As an older woman, I find the movie's statements about gender and class to be fascinating and often overlooked. It's not really such a feel-good movie at all! Why on earth would pre-teen girls think that the 1950's were a better place to be? The movie isn't shy about presenting the limited options for women. Go listen to "Beauty School Drop-out" again. You can trade in your teasing comb for a shot at the steno pool--swell. And those kind of movies, along with Our Bodies, Ourselves, taught me to be profoundly grateful for the birth control pill, which wouldn't have been available to the girls of Grease.
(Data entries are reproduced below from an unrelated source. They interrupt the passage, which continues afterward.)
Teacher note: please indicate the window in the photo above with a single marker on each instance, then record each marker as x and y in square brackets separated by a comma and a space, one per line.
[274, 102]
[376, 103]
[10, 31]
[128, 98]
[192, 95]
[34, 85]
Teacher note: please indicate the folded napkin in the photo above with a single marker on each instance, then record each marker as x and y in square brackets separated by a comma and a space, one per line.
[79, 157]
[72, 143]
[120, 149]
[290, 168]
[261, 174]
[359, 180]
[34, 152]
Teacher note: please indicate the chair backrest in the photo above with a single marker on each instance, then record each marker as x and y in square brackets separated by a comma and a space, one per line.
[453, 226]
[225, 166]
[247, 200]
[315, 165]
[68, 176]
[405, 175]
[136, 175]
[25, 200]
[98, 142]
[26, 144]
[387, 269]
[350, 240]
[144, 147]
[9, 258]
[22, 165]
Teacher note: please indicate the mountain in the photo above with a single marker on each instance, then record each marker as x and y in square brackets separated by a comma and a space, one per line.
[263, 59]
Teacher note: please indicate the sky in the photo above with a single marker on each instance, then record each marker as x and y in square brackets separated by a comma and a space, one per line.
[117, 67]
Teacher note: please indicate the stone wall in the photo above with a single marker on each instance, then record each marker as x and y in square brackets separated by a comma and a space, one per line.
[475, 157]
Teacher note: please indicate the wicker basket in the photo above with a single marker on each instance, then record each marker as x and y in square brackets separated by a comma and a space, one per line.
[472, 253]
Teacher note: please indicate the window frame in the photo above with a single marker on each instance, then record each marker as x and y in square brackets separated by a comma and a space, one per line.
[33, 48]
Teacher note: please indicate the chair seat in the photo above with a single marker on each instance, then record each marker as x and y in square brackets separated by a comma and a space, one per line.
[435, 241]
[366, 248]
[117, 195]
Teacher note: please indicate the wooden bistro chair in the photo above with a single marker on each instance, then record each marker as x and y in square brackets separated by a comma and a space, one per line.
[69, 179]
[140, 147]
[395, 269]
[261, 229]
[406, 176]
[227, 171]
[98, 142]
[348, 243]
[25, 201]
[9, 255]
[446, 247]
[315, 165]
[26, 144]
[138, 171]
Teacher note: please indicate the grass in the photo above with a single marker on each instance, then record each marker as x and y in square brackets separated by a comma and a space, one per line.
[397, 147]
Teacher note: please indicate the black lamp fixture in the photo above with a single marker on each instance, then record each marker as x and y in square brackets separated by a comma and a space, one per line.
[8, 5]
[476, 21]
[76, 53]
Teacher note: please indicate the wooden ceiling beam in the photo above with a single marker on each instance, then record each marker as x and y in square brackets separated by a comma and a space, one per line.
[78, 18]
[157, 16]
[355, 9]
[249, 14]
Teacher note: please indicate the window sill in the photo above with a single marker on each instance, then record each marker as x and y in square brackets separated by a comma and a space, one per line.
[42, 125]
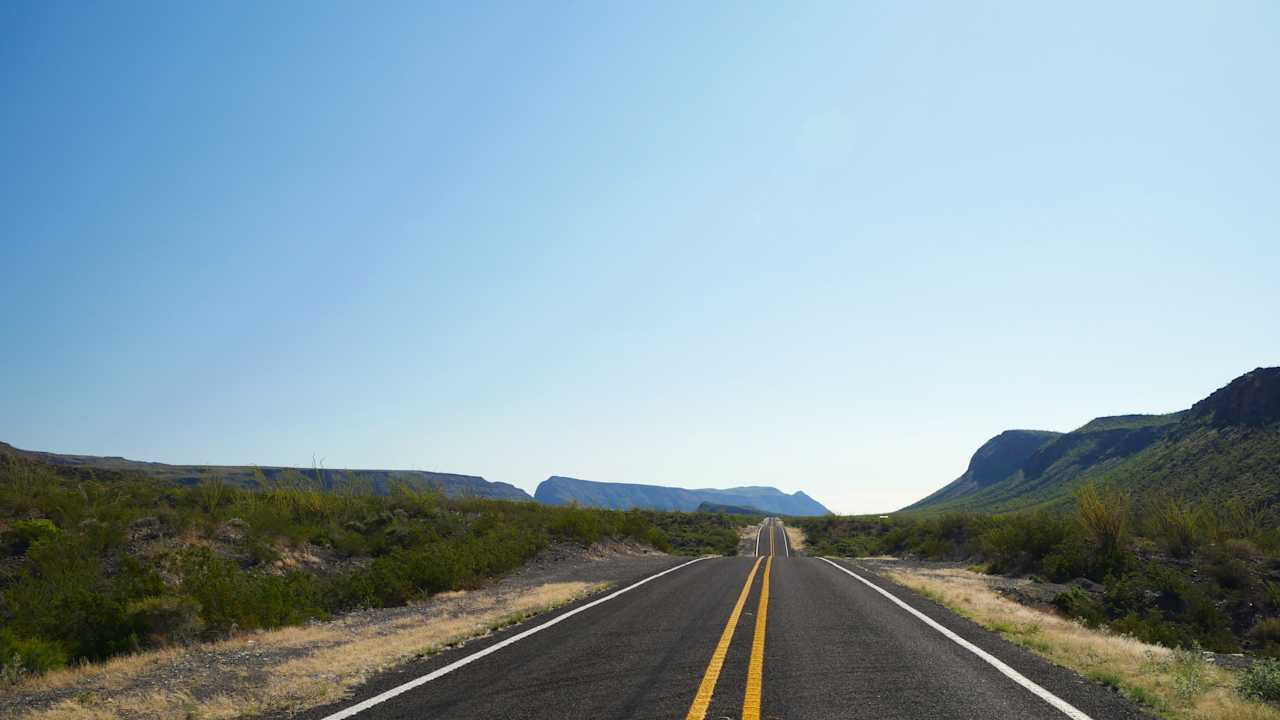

There's that subplot about whether or not Rizzo is pregnant, and even in my more innocent pre-teen days, I could tell that pregnancy would REALLY limit her already limited options.

Somewhere, Alternate Life Kristin wonders whether or not to say too much about what her teenage years were really like as her pre-teen daughters fall in love with the movies of John Hughes. They debate about which characters they would have been in The Breakfast Club or St. Elmo's Fire. Alternate Life Kristin wonders if she would be seen as a bad mother if she showed her pre-teen daughters Heathers or Pump Up the Volume. Alternate Life Kristin decides not to talk about the movies that really influenced her: Threads, The Day After, Testament. She wants to shield her daughters from those nuclear nightmares for just a bit longer.

1 comment:

Kelli Russell Agodon - Book of Kells said...

Kristin--

I said the same thing after watching Grease-- how I wished I lived in the 50's. However, I knew that Sandra Dee had lost something of herself when she dressed in leather & started smoking to please her boyfriend at the end. That message came through, though I was always a fan of Frenchie...though definitely not her "dropping out" stance. ;-)

I love Pump Up the Volume, even own a copy of that movie.

And a confession-- I watched Breakfast Club while spending the last Saturday of the school year in detention (from 8 am-noon) ever week for tardies in class. The teachers decided for the last detention, we could watch movies. We also watched the movie Teachers. Odd, I know.